WASHINGTON – U.S. Rep. Chellie Pingree and Sen. Susan Collins of Maine called on military and elected leaders Thursday to take more decisive steps to combat the problem of sexual assault in the armed forces, after a meeting of lawmakers and top Obama administration officials.
This week, the Pentagon reported a 37 percent jump since 2010 in the estimated number of service members who were sexually assaulted. The report, combined with several high-profile scandals involving sexual abuse in the armed forces, appears to have breathed additional life into an issue that many say the military has been too slow to address.
Collins, a Republican, said afterward that the military’s “policy of zero tolerance for sexual harassment and assault must become a culture of zero tolerance.” Pingree, a Democrat, said she was encouraged by the White House meeting, but it will likely take both administrative and congressional action to address the issue.
“I think we all wanted to hope that things were getting better,” Pingree said in an interview. “But based on the number of calls that we get and the number of people we hear from … we don’t see the signs that things are changing.”
The Pentagon’s report, based on anonymous surveys of more than 100,000 service personnel, estimated that 26,000 people in the armed forces were sexually assaulted last year, up from 19,000 in 2010.
But fewer than 3,400 victims reported the crimes, underscoring reform advocates’ contention that most victims remain silent for fear of retaliation, concern about effects on future promotions or a general distrust in leadership’s willingness to investigate complaints.
Sixteen lawmakers — 14 women and two men — met Obama’s senior adviser, Valerie Jarrett, first lady Michelle Obama’s chief of staff, Tina Tchen, and other representatives of the administration.
According to a White House official, the group discussed various legislative proposals and steps the administration could take to “hold offenders accountable, improve the reporting process, support victims and work toward the prevention of sexual assault.”
Collins and Pingree have been vocal voices on Capitol Hill for addressing sexual assault in the military. Both of New Hampshire’s senators — Democrat Jeanne Shaheen and Republican Kelly Ayotte — were also at Thursday’s meeting.
“To be sure, the vast, overwhelming majority of our military personnel are honorable, conscientious and respectful individuals, not rapists or harassers,” Collins said in a written statement after the meeting. “It is for their sake that the pattern of covering up, blaming the victim, and failing to provide even the most basic protections that has been all too common for far too long must end.”
Several legislative initiatives — including one by Pingree — are moving forward this spring, and congressional leaders in both parties are promising to continue focusing on the issue.
Pingree’s bill, named for Maine veteran Ruth Moore, would make it easier for veterans to qualify for benefits for mental health problems tied to sexual abuse that occurred during their time in the military. The policy shift would apply the same evidentiary standards now required for post-traumatic stress disorder to mental health problems because of “military sexual trauma.”
The bill was endorsed by a House committee this week and is headed to the full House for consideration.
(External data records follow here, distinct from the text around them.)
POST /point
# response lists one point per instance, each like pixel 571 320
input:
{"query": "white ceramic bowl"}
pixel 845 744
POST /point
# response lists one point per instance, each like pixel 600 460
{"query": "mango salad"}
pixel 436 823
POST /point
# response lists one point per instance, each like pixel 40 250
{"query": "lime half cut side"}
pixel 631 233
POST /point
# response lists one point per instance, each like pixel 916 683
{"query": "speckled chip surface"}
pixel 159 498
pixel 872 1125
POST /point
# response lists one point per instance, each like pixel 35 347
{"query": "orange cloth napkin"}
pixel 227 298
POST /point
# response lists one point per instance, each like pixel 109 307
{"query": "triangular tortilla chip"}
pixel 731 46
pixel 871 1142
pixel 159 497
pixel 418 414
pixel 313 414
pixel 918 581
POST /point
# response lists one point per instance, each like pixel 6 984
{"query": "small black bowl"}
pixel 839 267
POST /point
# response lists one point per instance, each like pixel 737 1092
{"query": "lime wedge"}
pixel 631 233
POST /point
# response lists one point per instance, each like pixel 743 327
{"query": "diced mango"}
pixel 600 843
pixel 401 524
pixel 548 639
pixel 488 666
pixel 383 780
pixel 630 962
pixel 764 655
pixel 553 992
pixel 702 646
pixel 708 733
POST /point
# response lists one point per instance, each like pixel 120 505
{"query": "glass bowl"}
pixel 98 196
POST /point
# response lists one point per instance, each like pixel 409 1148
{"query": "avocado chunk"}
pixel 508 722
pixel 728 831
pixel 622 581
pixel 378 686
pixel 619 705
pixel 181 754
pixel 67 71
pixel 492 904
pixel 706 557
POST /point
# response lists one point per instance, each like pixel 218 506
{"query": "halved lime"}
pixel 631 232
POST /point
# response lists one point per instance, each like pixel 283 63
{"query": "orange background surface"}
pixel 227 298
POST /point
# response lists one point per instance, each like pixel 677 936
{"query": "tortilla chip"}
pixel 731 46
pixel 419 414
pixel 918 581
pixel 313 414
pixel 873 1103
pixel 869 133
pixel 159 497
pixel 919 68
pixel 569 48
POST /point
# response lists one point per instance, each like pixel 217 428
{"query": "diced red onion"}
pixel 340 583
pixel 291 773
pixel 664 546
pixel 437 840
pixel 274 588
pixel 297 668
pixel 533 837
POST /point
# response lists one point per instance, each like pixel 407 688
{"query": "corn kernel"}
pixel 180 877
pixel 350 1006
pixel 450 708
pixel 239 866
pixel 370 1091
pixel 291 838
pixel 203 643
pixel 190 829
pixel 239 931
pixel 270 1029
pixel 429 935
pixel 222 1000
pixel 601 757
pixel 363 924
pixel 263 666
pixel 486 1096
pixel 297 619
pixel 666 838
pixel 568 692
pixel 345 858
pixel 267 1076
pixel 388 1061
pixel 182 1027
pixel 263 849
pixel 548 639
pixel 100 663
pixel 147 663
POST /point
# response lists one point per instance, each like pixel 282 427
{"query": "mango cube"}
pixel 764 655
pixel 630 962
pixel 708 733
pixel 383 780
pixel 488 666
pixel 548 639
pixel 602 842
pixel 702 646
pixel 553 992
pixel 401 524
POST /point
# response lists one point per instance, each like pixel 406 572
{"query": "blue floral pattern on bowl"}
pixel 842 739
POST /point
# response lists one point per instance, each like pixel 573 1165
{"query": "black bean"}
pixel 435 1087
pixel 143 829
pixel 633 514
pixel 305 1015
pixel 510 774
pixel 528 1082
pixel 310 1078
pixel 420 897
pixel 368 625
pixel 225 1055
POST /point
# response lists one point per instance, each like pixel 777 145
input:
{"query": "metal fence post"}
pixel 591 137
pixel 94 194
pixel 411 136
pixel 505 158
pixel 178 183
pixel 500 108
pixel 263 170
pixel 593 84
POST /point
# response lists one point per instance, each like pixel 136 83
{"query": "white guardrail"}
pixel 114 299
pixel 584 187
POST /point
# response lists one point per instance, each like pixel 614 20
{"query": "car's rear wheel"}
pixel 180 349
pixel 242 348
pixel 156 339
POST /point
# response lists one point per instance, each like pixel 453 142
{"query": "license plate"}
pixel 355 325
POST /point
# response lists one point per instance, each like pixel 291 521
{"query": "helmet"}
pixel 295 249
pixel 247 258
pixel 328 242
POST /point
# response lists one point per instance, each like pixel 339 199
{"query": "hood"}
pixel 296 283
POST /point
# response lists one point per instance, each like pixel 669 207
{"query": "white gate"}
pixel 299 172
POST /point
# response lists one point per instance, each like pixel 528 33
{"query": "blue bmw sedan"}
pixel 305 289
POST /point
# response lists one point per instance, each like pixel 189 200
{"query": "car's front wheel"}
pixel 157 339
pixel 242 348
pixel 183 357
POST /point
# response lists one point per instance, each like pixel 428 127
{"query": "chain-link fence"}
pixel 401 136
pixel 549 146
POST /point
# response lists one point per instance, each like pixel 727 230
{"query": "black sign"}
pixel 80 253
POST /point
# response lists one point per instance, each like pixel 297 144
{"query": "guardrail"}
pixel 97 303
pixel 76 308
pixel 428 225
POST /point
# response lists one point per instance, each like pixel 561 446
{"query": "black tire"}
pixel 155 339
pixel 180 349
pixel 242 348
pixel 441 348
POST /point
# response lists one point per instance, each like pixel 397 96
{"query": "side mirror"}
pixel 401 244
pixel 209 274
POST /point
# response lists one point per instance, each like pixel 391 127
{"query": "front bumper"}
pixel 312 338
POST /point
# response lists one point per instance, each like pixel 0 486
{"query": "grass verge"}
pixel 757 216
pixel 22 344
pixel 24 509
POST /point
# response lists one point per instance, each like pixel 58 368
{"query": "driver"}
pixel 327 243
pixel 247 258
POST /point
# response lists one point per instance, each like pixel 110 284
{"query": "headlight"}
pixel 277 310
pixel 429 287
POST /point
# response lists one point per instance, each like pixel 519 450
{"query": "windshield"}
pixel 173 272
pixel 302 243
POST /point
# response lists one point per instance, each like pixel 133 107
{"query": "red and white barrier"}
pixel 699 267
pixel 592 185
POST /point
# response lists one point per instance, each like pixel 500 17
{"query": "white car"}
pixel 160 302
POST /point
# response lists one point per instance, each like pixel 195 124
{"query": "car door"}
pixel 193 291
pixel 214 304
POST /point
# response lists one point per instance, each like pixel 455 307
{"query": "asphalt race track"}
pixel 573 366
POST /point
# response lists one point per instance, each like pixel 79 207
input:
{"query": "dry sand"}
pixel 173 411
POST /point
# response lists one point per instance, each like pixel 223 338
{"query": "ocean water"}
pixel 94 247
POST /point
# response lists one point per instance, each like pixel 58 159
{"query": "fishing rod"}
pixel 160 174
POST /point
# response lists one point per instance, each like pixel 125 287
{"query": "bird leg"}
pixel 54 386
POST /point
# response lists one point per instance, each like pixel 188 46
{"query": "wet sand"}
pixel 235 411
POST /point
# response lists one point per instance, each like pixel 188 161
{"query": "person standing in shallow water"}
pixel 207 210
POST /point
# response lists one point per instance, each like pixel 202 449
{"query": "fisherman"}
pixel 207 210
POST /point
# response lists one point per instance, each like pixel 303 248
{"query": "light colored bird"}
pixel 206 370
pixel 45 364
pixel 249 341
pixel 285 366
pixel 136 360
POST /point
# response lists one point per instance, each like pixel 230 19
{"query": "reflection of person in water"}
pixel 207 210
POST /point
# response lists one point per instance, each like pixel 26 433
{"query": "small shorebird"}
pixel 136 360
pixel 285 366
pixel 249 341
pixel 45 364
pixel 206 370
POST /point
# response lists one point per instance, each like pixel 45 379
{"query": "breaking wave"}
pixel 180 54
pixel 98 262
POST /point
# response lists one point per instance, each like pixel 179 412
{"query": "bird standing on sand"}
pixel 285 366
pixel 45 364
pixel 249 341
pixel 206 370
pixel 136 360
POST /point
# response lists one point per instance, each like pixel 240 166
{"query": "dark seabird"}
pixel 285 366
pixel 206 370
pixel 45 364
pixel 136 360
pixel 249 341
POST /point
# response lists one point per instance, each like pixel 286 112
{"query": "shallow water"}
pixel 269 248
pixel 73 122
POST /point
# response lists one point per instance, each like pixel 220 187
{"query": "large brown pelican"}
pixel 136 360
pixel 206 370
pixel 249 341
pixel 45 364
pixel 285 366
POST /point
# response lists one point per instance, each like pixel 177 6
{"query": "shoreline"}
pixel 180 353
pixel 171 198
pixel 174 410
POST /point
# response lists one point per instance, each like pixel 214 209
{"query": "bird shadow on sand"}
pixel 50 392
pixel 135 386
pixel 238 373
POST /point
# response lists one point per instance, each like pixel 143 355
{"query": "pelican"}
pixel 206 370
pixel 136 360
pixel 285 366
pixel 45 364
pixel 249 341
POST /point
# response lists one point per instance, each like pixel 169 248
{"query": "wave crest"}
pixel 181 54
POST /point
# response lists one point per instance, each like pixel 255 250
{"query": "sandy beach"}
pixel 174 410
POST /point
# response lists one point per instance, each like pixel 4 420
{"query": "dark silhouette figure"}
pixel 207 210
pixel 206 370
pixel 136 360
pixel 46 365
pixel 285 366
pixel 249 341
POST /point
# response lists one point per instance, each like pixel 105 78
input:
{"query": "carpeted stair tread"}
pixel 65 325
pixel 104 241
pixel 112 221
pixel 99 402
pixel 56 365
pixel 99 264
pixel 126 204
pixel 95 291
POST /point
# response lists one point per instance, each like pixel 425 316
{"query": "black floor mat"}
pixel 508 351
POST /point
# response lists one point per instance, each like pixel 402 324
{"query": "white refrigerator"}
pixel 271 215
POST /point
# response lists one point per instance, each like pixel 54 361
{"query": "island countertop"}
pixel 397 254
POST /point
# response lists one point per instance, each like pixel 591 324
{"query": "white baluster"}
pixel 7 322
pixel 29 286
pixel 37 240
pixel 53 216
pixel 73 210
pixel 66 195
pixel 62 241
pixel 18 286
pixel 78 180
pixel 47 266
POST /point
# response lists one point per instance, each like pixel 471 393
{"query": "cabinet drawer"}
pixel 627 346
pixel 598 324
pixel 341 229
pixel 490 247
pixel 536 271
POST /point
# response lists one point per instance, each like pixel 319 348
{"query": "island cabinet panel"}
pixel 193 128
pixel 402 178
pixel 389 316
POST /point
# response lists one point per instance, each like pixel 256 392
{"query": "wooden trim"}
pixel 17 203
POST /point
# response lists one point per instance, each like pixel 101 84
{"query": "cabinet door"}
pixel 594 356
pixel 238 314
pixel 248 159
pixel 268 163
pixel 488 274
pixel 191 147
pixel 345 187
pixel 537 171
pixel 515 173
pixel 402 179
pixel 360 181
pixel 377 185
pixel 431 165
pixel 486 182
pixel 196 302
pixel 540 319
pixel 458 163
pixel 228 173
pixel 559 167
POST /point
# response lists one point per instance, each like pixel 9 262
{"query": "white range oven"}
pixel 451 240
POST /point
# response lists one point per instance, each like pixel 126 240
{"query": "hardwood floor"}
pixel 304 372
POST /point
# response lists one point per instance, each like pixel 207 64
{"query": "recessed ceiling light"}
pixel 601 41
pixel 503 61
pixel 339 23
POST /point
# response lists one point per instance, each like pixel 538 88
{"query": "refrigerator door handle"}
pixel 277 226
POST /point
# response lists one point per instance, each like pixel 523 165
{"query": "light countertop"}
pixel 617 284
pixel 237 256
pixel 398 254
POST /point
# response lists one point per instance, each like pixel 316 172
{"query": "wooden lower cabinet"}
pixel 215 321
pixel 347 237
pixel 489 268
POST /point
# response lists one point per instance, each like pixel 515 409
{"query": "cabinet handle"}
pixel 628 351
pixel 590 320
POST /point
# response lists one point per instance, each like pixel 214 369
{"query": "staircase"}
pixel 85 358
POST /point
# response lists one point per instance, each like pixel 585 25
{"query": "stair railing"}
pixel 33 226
Collins is signed on as a co-sponsor of the companion Senate bill.
After Thursday’s meeting, Pingree said administration officials were “very receptive” to her suggestion that the White House take action on the issue with the U.S. Department of Veterans Affairs.
“It was a good chance to emphasize to the White House that while a lot of the emphasis has been on prosecution (of offenders), the VA side is critical,” Pingree said. “And this is something that the White House can direct the VA to do without legislation.”
Pingree is married to S. Donald Sussman, majority share owner of the Portland Press Herald.
Collins has successfully pushed for stronger sexual-assault prevention and response training programs in the armed services. She was an original sponsor of a measure, now law, that requires the armed services to offer sexual assault victims access to confidential advocates, to lawyers and to expedited transfers away from the accused attackers.
Several scandals have helped draw the public’s and Congress’ attention to the issue in recent months.
• More than 30 Air Force instructors are accused of sexually abusing trainees at Lackland Air Force Base in Texas.
• Decisions of high-ranking officers to overturn military convictions for sexual abuse have sparked further outrage and prompted cries to overhaul the military’s judicial handling of such cases.
• And just this week, the man in charge of the Air Force’s sexual assault prevention program was arrested and accused of groping a woman.
The award-winning documentary “The Invisible War,” in which Pingree appeared, also has helped raise public awareness.
Two lawmakers who were at Thursday’s meeting — Reps. Niki Tsongas, D-Mass., and Mike Turner, R-Ohio — are proposing to strip officers of the authority to change or dismiss court-martial convictions in major cases, such as sexual assault. Their bill would also require that an individual found guilty of rape, sexual assault, forcible sodomy or an attempt to commit any of those offenses be dismissed or dishonorably discharged, The Associated Press reported.